Accessible Published by De Gruyter September 8, 2021

Optimizing effectiveness of COVID-19 vaccination: will laboratory stewardship play a role?

Giuseppe Lippi ORCID logo, Brandon M. Henry and Mario Plebani ORCID logo

Coronavirus disease 2019 (COVID-19) is now regarded as one of the most tragic events to have occurred since the end of the World War II. With nearly five million deaths worldwide to-date and an epidemiological trend that is still imposing an enormous burden on healthcare, society and economy across the globe, widespread vaccination is paramount for mitigating the impact of severe acute respiratory infection coronavirus 2 (SARS-CoV-2) [1]. Without vaccination, the chance that the spread of this life-threatening infectious disease will wane is very low, almost null, and this perpetuates the need for continuous restrictive measures such as social distancing, banning mass gatherings, using face masks, performing repetitive diagnostic tests, and, last but not least, maintaining the risk of quarantine, lockdowns and closures, that will all contribute to further disrupt global economy and social life [2].

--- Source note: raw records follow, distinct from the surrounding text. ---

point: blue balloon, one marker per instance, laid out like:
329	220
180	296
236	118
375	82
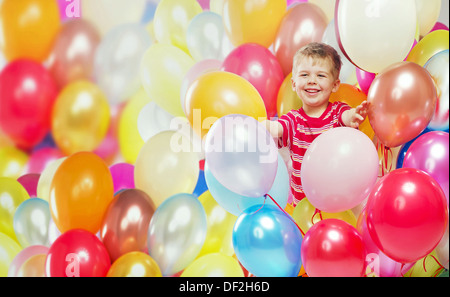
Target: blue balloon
267	242
236	204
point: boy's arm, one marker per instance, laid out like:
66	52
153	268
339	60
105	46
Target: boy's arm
355	116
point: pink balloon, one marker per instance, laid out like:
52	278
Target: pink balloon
429	153
29	182
123	176
339	169
364	79
260	67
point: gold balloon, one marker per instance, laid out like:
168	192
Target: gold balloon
166	165
134	264
305	215
220	225
80	117
12	194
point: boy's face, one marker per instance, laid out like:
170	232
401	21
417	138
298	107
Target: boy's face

According to the World Health Organization (WHO), vaccination is regarded as simple, safe, and effective way to protect people against harmful diseases, especially before they are challenged with the pathogen. The colossal importance that vaccination has played in averting morbidity and mortality from infectious diseases was brilliantly highlighted in a comprehensive analysis published by Toor and colleagues [3], who concluded that vaccination against the 10 most common infectious diseases has saved over 50 million lives in the past two decades and will further permit to avert many more millions in the next 10 years.

In essence, all vaccines work by utilizing the natural defences of an organism for developing a sustained resistance to specific infections, ultimately strengthening the immune system, which responds to vaccination by (i) producing specific antibodies (i.e., humoral immunity), (ii) training immune cells to combat the pathogen, infected cells or to generate immune mediators for amplifying the immunological response (cellular immunity), as well as by (iii) triggering the generation of memory cells, which will especially help to face recurrent infections (Figure 1) [4]. In general, vaccine efficacy can be assessed by two means, that is evaluating clinical efficacy based on multiple domains and thus including medium- or long-term prospective and/or retrospective monitoring the number of patients with new or breakthrough infections, the viral load (in infected persons), the cases that require hospitalization, mechanical ventilation, intensive care unit admission, along with accurately recording the number of COVID-19-related deaths (Figure 1) [5, 6]. Assessing biological efficacy is another “surrogate” approach for predicting and verifying vaccine efficacy, which basically falls under the generic term of “immunogenicity”, and entails assessing – as previously mentioned – the production of neutralizing antibodies, the development of cell-mediated immunity or the persistence of an immunological memory. All these biological pathways work in synergy to protect a subject from being infected or re-infected, as well as to mitigate virus-induced local and systemic injuries, thus leading to a decreased risk of morbidity, disability and death when infected. Although such laboratory measures shall obviously be considered surrogate endpoints of vaccine effectiveness, their assessment provides a basic advantage, as it does not typically require a long prospective monitoring period, enables monitoring of real-world vaccine immunogenicity, and may provide “real-time” information to better tailor interventions for both single individuals and the population as a whole.

Figure 1: 
Contribution of laboratory medicine in optimizing the effectiveness of COVID-19 vaccination.
Abs, antibodies; COVID-19, coronavirus disease 2019; INF-γ, interferon gamma; RBD, receptor binding domain; SARS-CoV-2, severe acute respiratory syndrome coronavirus 2.

Figure 1:

Contribution of laboratory medicine in optimizing the effectiveness of COVID-19 vaccination.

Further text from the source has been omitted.